The defendant Marilyn Tang, 63, and her elder sister Elizabeth, were both pioneers in Hong Kong’s pro-democracy union movement and active since the 1980s.
Elizabeth was arrested in March over suspicion of “collusion with foreign forces”, an offence that carries up to life in prison under the sweeping national security law Beijing imposed on the financial hub in 2020 to quell dissent.
She has not yet been charged but Marilyn was prosecuted in September for committing “an act or a series of acts… intended to pervert the course of public justice”.
The court heard that Marilyn entered Elizabeth’s residence twice after her sister’s arrest, removing a laptop computer and a mobile phone before police carried out a search.
The devices were not interfered with and did not contain any criminal evidence, nor did they bear any influence on her sister’s case, said the sentencing judge Tsang Hing-tung on Thursday.
But the judge said “the nature of the offence is of a serious nature, and imprisonment is inevitable”.
Marilyn, who pleaded guilty earlier this month, made a thumbs-up gesture when some members of the public shouted “add oil” as the guards led her out of the defendant’s dock.
The local phrase of encouragement became a defiant rallying cry when deployed during 2019’s massive and at times violent pro-democracy protests.
Elizabeth is married to Lee Cheuk-yan, who is also a prominent activist and a leader of the city’s now-banned annual candlelight vigil for the victims of Beijing’s deadly 1989 crackdown on democracy protesters.
Lee has been remanded for more than two years over a separate national security case that accuses him, two other vigil leaders and their disbanded Hong Kong Alliance of “incitement to subversion”.
Elizabeth was arrested outside Hong Kong’s Stanley Prison after she returned to the city and visited Lee.

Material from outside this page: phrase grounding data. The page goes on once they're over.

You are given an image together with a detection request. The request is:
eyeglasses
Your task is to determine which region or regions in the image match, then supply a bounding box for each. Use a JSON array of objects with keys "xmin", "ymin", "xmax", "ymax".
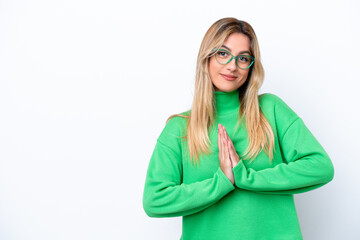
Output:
[{"xmin": 213, "ymin": 48, "xmax": 255, "ymax": 70}]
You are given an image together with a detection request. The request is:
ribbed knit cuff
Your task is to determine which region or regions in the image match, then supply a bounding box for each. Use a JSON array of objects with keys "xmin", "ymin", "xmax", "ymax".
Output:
[
  {"xmin": 216, "ymin": 166, "xmax": 236, "ymax": 192},
  {"xmin": 232, "ymin": 160, "xmax": 246, "ymax": 188}
]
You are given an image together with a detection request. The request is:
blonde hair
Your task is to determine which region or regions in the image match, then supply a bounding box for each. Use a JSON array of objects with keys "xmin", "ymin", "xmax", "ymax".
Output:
[{"xmin": 167, "ymin": 17, "xmax": 275, "ymax": 165}]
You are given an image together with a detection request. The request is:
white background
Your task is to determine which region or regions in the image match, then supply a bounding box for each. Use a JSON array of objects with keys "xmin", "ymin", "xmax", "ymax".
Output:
[{"xmin": 0, "ymin": 0, "xmax": 359, "ymax": 239}]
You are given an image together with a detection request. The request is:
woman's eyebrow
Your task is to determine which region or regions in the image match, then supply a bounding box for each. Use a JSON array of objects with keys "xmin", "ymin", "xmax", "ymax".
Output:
[{"xmin": 221, "ymin": 45, "xmax": 251, "ymax": 55}]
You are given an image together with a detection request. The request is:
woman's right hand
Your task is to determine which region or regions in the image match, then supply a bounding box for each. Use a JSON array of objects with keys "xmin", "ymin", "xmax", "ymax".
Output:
[{"xmin": 218, "ymin": 124, "xmax": 235, "ymax": 185}]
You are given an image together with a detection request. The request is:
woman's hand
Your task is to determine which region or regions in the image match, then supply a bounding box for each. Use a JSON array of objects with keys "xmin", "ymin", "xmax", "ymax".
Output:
[
  {"xmin": 218, "ymin": 124, "xmax": 240, "ymax": 172},
  {"xmin": 220, "ymin": 124, "xmax": 240, "ymax": 168},
  {"xmin": 218, "ymin": 124, "xmax": 235, "ymax": 185}
]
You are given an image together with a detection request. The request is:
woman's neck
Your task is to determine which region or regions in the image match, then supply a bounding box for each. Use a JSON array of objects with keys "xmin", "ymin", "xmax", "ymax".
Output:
[{"xmin": 214, "ymin": 89, "xmax": 240, "ymax": 116}]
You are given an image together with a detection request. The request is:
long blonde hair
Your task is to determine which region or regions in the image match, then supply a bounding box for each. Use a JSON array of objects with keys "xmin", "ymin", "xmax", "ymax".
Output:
[{"xmin": 168, "ymin": 17, "xmax": 275, "ymax": 165}]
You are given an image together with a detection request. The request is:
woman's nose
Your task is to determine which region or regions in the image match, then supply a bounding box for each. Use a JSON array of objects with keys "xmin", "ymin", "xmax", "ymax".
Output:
[{"xmin": 226, "ymin": 58, "xmax": 237, "ymax": 71}]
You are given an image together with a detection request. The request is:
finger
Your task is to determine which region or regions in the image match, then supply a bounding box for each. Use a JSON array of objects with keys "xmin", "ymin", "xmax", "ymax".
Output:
[
  {"xmin": 219, "ymin": 125, "xmax": 225, "ymax": 163},
  {"xmin": 226, "ymin": 142, "xmax": 235, "ymax": 167},
  {"xmin": 228, "ymin": 140, "xmax": 237, "ymax": 164},
  {"xmin": 228, "ymin": 138, "xmax": 240, "ymax": 166},
  {"xmin": 223, "ymin": 125, "xmax": 230, "ymax": 143},
  {"xmin": 222, "ymin": 133, "xmax": 230, "ymax": 164},
  {"xmin": 217, "ymin": 124, "xmax": 221, "ymax": 154},
  {"xmin": 223, "ymin": 128, "xmax": 232, "ymax": 154},
  {"xmin": 221, "ymin": 125, "xmax": 225, "ymax": 153},
  {"xmin": 221, "ymin": 135, "xmax": 225, "ymax": 163},
  {"xmin": 222, "ymin": 126, "xmax": 235, "ymax": 156},
  {"xmin": 226, "ymin": 141, "xmax": 235, "ymax": 168},
  {"xmin": 221, "ymin": 126, "xmax": 228, "ymax": 145},
  {"xmin": 221, "ymin": 126, "xmax": 237, "ymax": 166},
  {"xmin": 221, "ymin": 127, "xmax": 228, "ymax": 161}
]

Separately, the High Court on Thursday denied bail for Chow Hang-tung, another Tiananmen activist and former Alliance leader, who is charged with “incitement to subversion” under the security law.
The judge said the “tentative” date for trial will be in the second half of 2024 — at which point Chow would have spent nearly three years behind bars.
The United Nations Working Group on Arbitrary Detention earlier this year said Chow’s pre-trial detention was in breach of an international human rights treaty.